14-03-1993
En hun ogen opheffende , zagen zij niemand, dan Jezus alleen.
1. De plaats waar dit plaatsvond
2. De persoon die dat aangaat
3. De zaligheid die daar gesmaakt wordt
Psalm 86:1 en 2
Psalm 40:3, 4 en 5
Psalm 22:12
1 En na zes dagen nam Jezus met Zich Petrus, en Jakobus, en Johannes, zijn broeder, en bracht hen op een hoge berg alleen.

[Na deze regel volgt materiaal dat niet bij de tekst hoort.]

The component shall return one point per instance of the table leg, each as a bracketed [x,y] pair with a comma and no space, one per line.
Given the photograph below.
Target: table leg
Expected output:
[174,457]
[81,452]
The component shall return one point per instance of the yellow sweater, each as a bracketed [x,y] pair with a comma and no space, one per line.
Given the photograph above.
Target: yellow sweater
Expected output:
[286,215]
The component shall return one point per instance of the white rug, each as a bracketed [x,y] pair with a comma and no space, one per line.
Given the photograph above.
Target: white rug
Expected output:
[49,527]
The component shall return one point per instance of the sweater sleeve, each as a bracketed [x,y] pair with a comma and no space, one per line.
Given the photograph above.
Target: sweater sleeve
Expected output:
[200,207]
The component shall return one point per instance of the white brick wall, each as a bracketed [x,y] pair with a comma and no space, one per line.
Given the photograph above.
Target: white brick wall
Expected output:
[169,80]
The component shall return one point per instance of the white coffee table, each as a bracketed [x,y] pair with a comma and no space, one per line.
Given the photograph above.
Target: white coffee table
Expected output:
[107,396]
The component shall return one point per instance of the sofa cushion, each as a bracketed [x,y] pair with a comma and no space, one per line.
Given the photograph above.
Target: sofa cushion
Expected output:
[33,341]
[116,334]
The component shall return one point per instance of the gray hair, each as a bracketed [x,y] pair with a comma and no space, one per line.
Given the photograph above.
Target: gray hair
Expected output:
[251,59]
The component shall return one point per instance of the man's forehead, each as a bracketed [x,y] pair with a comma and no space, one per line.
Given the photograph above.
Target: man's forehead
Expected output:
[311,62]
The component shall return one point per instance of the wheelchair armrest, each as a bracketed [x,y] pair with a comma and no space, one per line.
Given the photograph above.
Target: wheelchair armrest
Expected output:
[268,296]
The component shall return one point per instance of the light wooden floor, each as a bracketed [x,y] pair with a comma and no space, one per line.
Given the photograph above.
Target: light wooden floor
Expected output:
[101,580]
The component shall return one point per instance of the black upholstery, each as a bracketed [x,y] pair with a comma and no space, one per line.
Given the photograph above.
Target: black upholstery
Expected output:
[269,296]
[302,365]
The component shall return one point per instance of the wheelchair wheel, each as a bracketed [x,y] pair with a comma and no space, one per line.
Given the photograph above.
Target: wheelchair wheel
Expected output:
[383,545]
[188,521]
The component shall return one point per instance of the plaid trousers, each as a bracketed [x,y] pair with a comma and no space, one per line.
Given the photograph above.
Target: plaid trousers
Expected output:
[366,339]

2 En Hij werd voor hen veranderd van gedaante: en Zijn aangezicht blonk gelijk de zon, en Zijn klederen werden wit gelijk het licht.
3 En ziet, van hen werden gezien Mozes en Elias, met Hem samensprekende.
4 En Petrus, antwoordende, zeide tot Jezus: Heere! het is goed, dat wij hier zijn: zo Gij wilt, laat ons hier drie tabernakelen maken, voor U een, en voor Mozes een, en een voor Elias.
5 Terwijl hij nog sprak, ziet, een luchtige wolk heeft hen overschaduwd: en ziet, een stem uit de wolk, zeggende: Deze is Mijn geliefde Zoon, in Denwelken Ik Mijn welbehagen heb: hoort Hem!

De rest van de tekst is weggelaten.